ABD’nin dolar hegemonyası aşılabilir(mi)?

AKP iktidarı, ekonomide her başı sıkıştığında "kur ataklarından", "dolar egemenliğinden, "yerli ve milli parayla ticaretten" bahseden çıkışlar yapıyor.
Gelin görün ki, bu çıkışlar hamasetten öteye gidemeyen, fevri ve duygusal tepkilerden ibaret kalıyor ne yazık ki.
Bir yandan kamu ihalelerini ve onları kazanan firmaların kredilerini dolar bazında alması sürdürülürken, öte yandan köprü ve otoyol geçişlerine ve müteahhitlerin kredilerine Hazine’nin "dolar" bazında garanti vermesine imza atıyor.
Üstüne de, vatandaşa "dolarlarınızı bozdurun" kampanyalarıyla, sözde "ekonomik milliyetçilik" yaptığını sanıyor.
Böyle çelişkili ve temelsiz çıkışların da, sözde tedbirlerin de hiç bir kıymeti-harbiyesi yoktur hâlbuki.
Şimdi benim yazacağım öneriyi düşünecek, değerlendirecek ve hayata geçirecek bir ekonomik vizyondan ve kadrolardan da mahrumdur bugünkü iktidar.
Meclis’teki muhalefet partilerinin ekonomi sözcüleri ve yöneticileri ise, hala K. Derviş’in, IMF’nin neoliberal politikalarını aynen-yine-yeniden uygulanmasından ibaret görünen muhalefet anlayışları ile bu tür alternatifleri ne akıllarına getirebilirler, ne de söylemeye cesaret edebilirler.
Önce bir gerçeği kabul edelim; Avrupa Merkez Bankası’nın son tespitlerine göre dünyadaki uluslararası borcun (kredilerin) ve dünyadaki toplam küresel rezervlerin üçte ikisi "dolardan" oluşuyor.
Başka bir ifadeyle, toplam uluslararası kredilerin ve toplam uluslararası rezervlerin yüzde 60’dan fazlası ABD para birimi olan dolardan müteşekkil hâlihazırda.
Öte yandan SWIFT (Society for Worldwide Interbank Financial Telecommunication) yani dünya çapında bankalar arasında birkaç dakika içinde elektronik ve güvenli fon transferini sağlayan sistemde, ABD Bankalarının ve doların egemenliğinin yeri büyüktür.
1973 yılında 15 ülkeden 239 bankanın bir araya gelerek başlattığı çalışma sonrasında 1977 yılında faaliyete geçen SWIFT sisteminden, hâlihazırda 200’den fazla ülkeden 11 bin banka ve finansal kuruluş servis almaktadır bugün.
Bu şartlarda, bir ülkenin tek başına doların hegemonyasına meydan okuması gerçekçi ve sonuç alınabilir bir iş olarak görünmemektedir.
Peki, ne yapılabilir? İlk olarak önce içeride yatırım iklimi ve kuvvetler ayrılığının, çoğulculuğu esas alan, laik ve demokratik bir hukuk devleti anlayışının ve uygulamalarının yeniden tesisi ile yüksek ve fahiş enflasyon karşısında tasarruflarını korumak için dolara sarılanlara güvence olacak bir enflasyonla mücadele programının başarıya ulaşması gerekiyor.

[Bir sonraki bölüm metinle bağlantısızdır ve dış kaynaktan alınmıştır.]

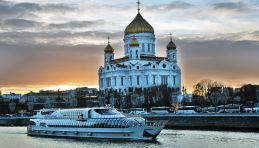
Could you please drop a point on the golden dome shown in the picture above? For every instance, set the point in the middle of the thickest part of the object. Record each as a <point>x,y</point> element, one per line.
<point>108,49</point>
<point>138,25</point>
<point>134,42</point>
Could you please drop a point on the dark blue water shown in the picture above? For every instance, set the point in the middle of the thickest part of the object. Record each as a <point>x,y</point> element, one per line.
<point>16,137</point>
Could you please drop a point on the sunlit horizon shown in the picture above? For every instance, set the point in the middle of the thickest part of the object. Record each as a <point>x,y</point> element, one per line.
<point>26,89</point>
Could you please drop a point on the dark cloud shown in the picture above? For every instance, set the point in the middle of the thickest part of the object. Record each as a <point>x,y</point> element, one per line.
<point>171,6</point>
<point>55,38</point>
<point>11,9</point>
<point>229,6</point>
<point>76,24</point>
<point>23,24</point>
<point>18,24</point>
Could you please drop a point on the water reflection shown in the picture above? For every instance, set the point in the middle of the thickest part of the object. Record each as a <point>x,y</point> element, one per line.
<point>17,137</point>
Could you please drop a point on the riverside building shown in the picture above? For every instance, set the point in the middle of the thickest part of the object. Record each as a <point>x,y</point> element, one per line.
<point>140,67</point>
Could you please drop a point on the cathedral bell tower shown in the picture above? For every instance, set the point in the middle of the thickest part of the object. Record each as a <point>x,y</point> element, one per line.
<point>171,50</point>
<point>134,49</point>
<point>108,53</point>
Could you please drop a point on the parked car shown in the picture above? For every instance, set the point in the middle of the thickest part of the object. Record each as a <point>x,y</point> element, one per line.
<point>136,111</point>
<point>161,110</point>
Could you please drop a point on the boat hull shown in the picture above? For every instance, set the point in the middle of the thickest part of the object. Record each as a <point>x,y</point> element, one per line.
<point>132,133</point>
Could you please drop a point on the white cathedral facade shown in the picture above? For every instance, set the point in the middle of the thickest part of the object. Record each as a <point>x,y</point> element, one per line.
<point>140,67</point>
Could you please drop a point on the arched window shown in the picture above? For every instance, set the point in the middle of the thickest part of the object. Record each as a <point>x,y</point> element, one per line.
<point>164,66</point>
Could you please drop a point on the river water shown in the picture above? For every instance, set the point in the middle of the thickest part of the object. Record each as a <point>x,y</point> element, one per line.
<point>16,137</point>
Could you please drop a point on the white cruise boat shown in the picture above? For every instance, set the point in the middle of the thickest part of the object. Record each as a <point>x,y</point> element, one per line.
<point>102,122</point>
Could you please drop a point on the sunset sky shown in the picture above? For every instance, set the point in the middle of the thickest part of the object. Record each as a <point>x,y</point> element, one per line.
<point>58,44</point>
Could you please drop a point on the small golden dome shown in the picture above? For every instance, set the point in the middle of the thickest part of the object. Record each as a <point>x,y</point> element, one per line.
<point>134,42</point>
<point>171,45</point>
<point>138,25</point>
<point>108,49</point>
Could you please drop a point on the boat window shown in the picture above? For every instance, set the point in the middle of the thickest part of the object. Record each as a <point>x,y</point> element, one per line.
<point>107,111</point>
<point>32,123</point>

Bunu mevcut koşullarda ve bu zihniyetle yapabilmek mümkün mü onu bilahare tartışacağız.
MÜTHİŞ BİR ÖNERİ
İkinci olarak; dünyada bu konuda Trump’ın saldırgan ve kibirli politikalarından, açtığı ve tehdit ettiği ticaret savaşlarından usanan devletlerle iş birliğinin sağlanması gerekiyor.
Çünkü dünyada koşullar giderek uygun hale geliyor. Kasım ayında ABD’nin dayatacağı İran ambargosu, özellikle Avrupa’da ve AB’de ciddi rahatsızlık yaratmış durumdadır.
İşte tam bu nedenlerle geçen Ağustos ayında, Almanya Dışişleri Bakanı, Heiko Maas müthiş ve çarpıcı bir öneriyi ortaya attı. Maas; "...İran’la nükleer anlaşmayı kurtarabilmek için bağımsız bir AB ödeme sistemi oluşturulmasını..." önerdi.
ABD’den bağımsız bir ödeme kanalı oluşturmak için bir Avrupa Para Fonu ve SWIFT sistemi kurulmasını teklif etti.
Bu müthiş öneriye Merkel "evet" demedi ama gerekçelerine katıldığını ifade etti. ABD’ye bir nevi uyarıda bulundu ve aba altından sopa gösterdi bu dayatmaları karşısında.
Bu öneri şu veya bu biçimde önümüzdeki dönemlerde yine-yeniden gündeme gelebilir, tartışılabilir belki de hayata bile geçirilebilir.
Bu öneriye Belçika Merkezli SWIFT de hiçbir yorum yapmadı, yapamadı, muhtemelen tedirgin oldu.
Doların hegemonyasından, ABD’nin tehdit, dayatma ve yaptırımlarından kurtulmanın en iyi ve ciddi alternatiflerden birisi işte bu öneridir.
Ama gelin görün ki, ne AKP iktidarı ve onun yandaş havuz medyası, ne de K. Dervişci-IMF politikalarını "biz daha iyi yaparız" diyen Meclisteki Muhalefet partileri, bu konuda hiçbir ciddiye alınabilecek açıklama, çalışma veya girişimde bulunmadılar. Ya haberleri bile yoktu, ya da bunu ABD’ye karşı dile getirebilme cesaretleri...
Öyle hamasetle, efelenmeyle, ne dolarizasyon ortadan kaldırılabilir, ne de doların hegemonyası kırılabilir. İşte öneri, işte meydan, hodri meydan!